So far as I know this is the first time that a centenary of the Norman Conquest has been celebrated. Although 1066 is the one date in English history that everybody knows, the events of that year and the personalities involved in them have never found a place in the popular memory. The spate of books which has greeted the centenary this year has been partly inspired by the desire to remedy this state of affairs and to bridge the gap between academic studies and the popular imagination. But they are not likely to achieve this result. With all their merits historians of the Conquest today have no message capable of penetrating the barrier between the universities and the outer world.

There have been three occasions in the past when the events of 1066 have seemed to convey an important intellectual message to a large public. The first occasion was in 1163. In this year, the solemn translation of the recently canonized Edward the Confessor to his new tomb in Westminster Abbey was a symbol of the newly achieved unity of the French and English peoples of Britain. It was seen by contemporaries as an act of healing after the bitterness of Conquest and as a demonstration of the continuity of English history. The translation took place on 13 October, on the eve of the anniversary of the Battle of Hastings, and it was the nearest thing to a centenary celebration at any time before this year. It was a great event, but it did not encourage a renewed interest in the Conquest. Quite the contrary. It effectively buried it.

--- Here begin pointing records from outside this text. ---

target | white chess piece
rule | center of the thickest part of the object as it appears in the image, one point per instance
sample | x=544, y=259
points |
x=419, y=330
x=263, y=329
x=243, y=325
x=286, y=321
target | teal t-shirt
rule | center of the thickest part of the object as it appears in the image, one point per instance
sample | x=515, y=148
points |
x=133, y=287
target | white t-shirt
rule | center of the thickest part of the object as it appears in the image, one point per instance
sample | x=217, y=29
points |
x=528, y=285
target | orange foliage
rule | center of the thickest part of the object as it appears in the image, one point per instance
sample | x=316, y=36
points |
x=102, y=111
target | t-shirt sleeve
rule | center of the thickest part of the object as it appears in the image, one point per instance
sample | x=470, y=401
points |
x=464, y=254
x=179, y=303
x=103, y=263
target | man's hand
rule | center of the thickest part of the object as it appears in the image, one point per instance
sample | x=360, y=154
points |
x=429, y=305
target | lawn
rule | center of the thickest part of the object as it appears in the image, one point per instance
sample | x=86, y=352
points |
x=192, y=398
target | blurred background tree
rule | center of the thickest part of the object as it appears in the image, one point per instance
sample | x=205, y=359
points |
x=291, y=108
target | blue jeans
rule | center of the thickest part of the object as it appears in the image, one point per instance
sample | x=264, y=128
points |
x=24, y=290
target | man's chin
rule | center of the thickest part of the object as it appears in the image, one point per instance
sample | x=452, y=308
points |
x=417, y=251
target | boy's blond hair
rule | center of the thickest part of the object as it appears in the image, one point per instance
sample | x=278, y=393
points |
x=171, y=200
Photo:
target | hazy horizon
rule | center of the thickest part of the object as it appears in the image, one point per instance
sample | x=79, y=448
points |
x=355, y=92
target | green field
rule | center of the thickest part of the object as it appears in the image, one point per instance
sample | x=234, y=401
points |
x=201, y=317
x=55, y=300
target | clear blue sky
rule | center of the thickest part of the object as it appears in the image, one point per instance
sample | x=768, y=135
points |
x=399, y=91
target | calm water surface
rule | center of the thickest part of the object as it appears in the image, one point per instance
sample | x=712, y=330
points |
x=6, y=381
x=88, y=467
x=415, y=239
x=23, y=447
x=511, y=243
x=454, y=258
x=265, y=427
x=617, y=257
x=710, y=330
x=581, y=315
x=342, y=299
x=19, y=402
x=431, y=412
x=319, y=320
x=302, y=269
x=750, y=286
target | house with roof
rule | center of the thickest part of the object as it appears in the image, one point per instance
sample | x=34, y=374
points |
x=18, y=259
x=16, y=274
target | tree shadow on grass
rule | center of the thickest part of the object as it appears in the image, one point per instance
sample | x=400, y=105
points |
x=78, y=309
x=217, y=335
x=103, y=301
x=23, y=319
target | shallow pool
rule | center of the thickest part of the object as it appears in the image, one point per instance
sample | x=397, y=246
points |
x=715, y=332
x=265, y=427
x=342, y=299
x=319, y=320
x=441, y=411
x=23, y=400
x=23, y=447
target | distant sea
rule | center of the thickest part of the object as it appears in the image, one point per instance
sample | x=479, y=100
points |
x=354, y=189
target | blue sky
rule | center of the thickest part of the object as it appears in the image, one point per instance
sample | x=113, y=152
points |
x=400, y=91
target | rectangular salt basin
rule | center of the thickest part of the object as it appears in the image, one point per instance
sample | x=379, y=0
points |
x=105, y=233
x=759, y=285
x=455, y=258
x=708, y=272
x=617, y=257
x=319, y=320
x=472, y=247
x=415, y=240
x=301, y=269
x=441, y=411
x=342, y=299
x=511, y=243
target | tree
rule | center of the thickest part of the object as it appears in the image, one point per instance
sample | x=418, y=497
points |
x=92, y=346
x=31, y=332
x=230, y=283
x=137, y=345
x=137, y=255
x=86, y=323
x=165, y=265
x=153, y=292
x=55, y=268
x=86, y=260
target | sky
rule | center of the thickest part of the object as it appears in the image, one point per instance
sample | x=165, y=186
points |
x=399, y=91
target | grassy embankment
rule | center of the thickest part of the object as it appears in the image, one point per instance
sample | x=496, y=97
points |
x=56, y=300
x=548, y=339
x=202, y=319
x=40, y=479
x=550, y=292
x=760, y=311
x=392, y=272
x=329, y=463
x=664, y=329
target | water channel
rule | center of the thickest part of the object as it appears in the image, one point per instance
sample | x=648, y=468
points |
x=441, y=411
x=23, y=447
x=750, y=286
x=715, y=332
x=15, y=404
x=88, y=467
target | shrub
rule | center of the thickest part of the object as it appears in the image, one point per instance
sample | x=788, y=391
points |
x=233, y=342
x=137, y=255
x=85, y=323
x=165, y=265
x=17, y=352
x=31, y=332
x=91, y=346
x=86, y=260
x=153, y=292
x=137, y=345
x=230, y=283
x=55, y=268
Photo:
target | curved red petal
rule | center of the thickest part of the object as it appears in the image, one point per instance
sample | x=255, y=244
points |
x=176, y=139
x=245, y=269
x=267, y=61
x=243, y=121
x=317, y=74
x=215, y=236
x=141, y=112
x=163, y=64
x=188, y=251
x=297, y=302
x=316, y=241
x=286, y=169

Then in the seventeenth century the Conquest got a new lease of imaginative life as a result of a doctrine popularized by the Levellers. In the Leveller mythology the Conquest was the source of all the tyrannies which oppressed the English people. The partition of the lands of Englishmen among the Norman conquerors destroyed the free nation of England. It was a blow from which the people had never recovered. It is easy to smile at this simplification of history, and it was soon forgotten in Restoration England, but it is a landmark in the historiography of the Conquest. For the first time it made the Conquest an event worth remembering.

A HUNDRED YEARS AGO there was no celebration, but there was a man at work on the greatest, and certainly the biggest, book ever written on the Norman Conquest. This was E. A. Freeman. He was a man with a message. He gave the Conquest a world setting in the perennial struggle between the two great forces in European history—the Teutonic and the Gallic. The Battle of Hastings was for him a heroic fight in which the Teutonic freedom of England was temporarily overthrown till it was won back by the strength of the people. In modern secular terms this was the theme of those who had consummated the canonization of Edward the Confessor in 1163. It was also the theme of the Levellers brought to a new conclusion. It was thus a theme with deep historical roots, and it appealed to a generation of liberal nationalists who were about to witness in the Franco-Prussian War a new round in the ancient struggle.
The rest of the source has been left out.